Build-time syntax highlighting via rehype-pretty-code writes data-theme="github-light-high-contrast github-dark-high-contrast" into every fenced code block, plus dual-theme CSS variables. A single html.dark class flip swaps both at zero runtime cost. @next/bundle-analyzer confirms zero shiki and zero prism JavaScript in client chunks; a homemade pnpm verify:no-highlighter gate greps .next/static/chunks on every PR to keep that invariant from regressing.

The tooling

Three smaller decisions worth narrating, because they each saved time later.

Biome over ESLint plus Prettier. Single binary, single config, faster on every run, fewer configs to keep in sync. The noRestrictedImports rule replaced ESLint's; the semantic intent is identical. Removed the eslint.config.mjs from create-next-app's output and never looked back.

Aurebesh as a decorative-only font with a fallback story. The first attempt to download FT Aurebesh from a font distribution site hit a distribution gate — the URL returned 60KB of HTML form-page instead of a binary. The fallback, AurekFonts/Aurebesh_Rodian (MIT-licensed), works fine and ships at 6.8KB woff2. The license and provenance are committed to public/fonts/LICENSE-aurebesh.txt. The lesson: when ingesting OFL or MIT assets, verify the binary header (file path/to/font.ttf) before assuming the download succeeded.
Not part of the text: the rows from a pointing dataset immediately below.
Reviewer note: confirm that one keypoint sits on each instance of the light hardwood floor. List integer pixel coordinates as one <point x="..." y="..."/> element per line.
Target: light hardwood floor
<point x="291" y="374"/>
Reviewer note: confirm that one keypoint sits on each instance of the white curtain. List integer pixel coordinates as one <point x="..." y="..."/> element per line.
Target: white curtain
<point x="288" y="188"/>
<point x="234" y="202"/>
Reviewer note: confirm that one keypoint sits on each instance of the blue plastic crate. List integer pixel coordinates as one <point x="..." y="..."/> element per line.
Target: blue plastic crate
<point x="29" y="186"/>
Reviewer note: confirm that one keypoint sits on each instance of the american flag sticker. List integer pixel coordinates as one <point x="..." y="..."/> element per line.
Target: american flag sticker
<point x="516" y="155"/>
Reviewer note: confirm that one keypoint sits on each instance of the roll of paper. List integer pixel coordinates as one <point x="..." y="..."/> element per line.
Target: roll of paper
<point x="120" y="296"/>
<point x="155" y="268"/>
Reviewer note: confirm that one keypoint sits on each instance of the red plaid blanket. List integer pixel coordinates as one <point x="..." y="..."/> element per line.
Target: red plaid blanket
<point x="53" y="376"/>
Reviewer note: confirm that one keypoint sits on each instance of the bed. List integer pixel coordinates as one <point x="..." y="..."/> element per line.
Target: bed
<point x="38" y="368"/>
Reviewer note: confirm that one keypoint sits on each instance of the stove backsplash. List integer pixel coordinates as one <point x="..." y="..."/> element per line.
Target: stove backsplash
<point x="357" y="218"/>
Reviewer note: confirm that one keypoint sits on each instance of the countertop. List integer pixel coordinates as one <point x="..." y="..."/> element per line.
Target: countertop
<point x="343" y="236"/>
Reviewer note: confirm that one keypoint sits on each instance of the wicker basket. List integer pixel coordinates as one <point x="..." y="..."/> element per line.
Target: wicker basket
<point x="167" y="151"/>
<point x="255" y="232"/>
A .html masquerading as .ttf will silently corrupt your Satori OG image.

Vercel free-tier reality check. Planning quoted "2,500 events per month" for Web Analytics from older training data. The actual 2026 Hobby tier is 50,000 events per month for Web Analytics plus 10,000 data points per month for Speed Insights. Both are two-to-three orders of magnitude over realistic portfolio traffic. Lesson: re-verify pricing at planning time, not from training-cutoff memory.

What got cut

Five things are deferred to v2, and each has a reason.

A Cmd+K command palette. Nice for power users; recruiters do not use them. Phase 5 if the launch reveals a need.

View Transitions on the theme toggle. Chromium and Safari 18+ ship the API, and reduced-motion users get the static fallback automatically. Phase 5 polish — the toggle is already the most ornate UX moment on the site.

The custom domain pansarini.tech. Bought, not yet pointed. The *.vercel.app URL is fine for v1 launch and gets Vercel's automatic preview-noindex headers for free. Phase 5 cutover is a one-line edit to NEXT_PUBLIC_SITE_URL.

RSS. The blog is one post at launch. RSS makes sense at three. Defer.

Behavioral end-to-end Playwright tests. The axe-core matrix already covers accessibility; the iPhone SE viewport spec already covers mobile overflow. Behavioral tests for locale toggle and theme toggle are lower ROI than shipping more posts. Phase 5 if launch reveals gaps.

The portfolio shipped in four phases over a week — eighteen-plus commits to main, all green CI. Build with what you show.